BKM Sektörel Gelişim reports include transaction amounts and transaction count made by credit and debit cards on sectoral basis. Before We start to data analyse firstly we extract data from Html and construct the suitable format that we can start analyze.

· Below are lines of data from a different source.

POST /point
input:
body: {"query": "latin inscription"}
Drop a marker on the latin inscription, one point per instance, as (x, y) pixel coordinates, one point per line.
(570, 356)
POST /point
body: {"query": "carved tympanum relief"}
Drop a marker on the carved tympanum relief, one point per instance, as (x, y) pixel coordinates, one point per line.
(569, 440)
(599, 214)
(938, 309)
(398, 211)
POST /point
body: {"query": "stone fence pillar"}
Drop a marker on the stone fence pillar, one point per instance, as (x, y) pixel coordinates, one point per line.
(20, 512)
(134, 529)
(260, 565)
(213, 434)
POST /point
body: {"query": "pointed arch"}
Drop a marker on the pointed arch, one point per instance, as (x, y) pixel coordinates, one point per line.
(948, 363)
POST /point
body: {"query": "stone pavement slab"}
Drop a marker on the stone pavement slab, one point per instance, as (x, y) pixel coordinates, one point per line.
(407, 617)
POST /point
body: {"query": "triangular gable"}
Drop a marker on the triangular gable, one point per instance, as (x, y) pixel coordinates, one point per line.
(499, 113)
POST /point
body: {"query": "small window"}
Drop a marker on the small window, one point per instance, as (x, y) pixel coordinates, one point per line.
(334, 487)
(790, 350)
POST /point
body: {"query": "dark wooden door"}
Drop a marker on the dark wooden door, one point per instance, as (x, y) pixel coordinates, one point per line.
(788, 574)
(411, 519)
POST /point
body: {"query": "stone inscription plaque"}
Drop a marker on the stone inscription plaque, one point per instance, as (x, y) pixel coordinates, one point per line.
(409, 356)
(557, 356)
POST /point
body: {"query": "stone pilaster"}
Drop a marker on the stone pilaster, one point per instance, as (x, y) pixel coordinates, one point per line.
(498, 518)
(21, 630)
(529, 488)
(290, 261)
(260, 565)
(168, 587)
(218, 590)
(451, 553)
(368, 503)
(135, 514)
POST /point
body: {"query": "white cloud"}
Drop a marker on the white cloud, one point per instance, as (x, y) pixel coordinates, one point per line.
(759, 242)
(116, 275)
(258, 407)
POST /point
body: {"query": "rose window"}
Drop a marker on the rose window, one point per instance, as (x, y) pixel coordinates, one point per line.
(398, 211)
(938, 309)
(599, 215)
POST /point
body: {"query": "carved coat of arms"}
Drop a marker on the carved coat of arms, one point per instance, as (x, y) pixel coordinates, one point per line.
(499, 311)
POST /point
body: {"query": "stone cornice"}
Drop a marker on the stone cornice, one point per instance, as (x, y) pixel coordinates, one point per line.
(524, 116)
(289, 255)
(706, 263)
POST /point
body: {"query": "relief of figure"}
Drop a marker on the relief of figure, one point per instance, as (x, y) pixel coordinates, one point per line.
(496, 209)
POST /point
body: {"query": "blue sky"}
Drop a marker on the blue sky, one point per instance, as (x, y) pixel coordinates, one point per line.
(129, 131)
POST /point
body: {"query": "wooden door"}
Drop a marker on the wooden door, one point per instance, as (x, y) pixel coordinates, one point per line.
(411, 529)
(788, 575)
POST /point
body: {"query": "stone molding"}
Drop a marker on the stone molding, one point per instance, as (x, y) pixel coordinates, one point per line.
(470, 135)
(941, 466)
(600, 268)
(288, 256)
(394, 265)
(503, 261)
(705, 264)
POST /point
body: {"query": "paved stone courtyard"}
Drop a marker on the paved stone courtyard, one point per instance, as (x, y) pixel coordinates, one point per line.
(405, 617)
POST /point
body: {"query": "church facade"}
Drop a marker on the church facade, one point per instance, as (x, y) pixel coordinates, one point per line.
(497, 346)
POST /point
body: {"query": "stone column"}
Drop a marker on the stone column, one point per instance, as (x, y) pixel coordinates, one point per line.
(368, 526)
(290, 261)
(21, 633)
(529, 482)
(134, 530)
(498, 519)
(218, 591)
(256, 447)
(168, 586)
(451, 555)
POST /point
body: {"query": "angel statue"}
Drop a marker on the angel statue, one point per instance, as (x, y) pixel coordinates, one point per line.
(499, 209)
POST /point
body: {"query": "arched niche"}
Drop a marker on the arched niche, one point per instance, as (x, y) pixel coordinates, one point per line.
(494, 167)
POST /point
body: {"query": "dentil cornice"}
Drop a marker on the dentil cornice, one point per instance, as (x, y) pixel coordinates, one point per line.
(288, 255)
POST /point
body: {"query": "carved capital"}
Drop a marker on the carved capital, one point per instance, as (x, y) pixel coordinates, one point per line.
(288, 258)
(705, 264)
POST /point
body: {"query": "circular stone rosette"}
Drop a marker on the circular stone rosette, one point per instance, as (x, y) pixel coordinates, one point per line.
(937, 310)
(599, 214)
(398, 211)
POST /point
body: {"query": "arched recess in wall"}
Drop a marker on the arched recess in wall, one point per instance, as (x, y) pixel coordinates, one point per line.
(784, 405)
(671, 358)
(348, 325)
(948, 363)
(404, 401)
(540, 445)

extractYearMonth<- function(year,month) {
url <- paste('https://bkm.com.tr/secilen-aya-ait-sektorel-gelisim/?filter_year=',year,'&filter_month=',month,'&List=Listele', sep='',collapse = NULL)
return(url)
}
paramYear <-c('2017','2018','2019')
paramMonth <- c('01','02','03','04','05','06','07','08','09','10','11','12')
raw_data_full <- ''
for (i in 1:length(paramYear)) {
for (j in 1:length(paramMonth)) {
if (paramYear[i]=='2019' & paramMonth[j]=='07') {break}
url<-extractYearMonth(paramYear[i],paramMonth[j])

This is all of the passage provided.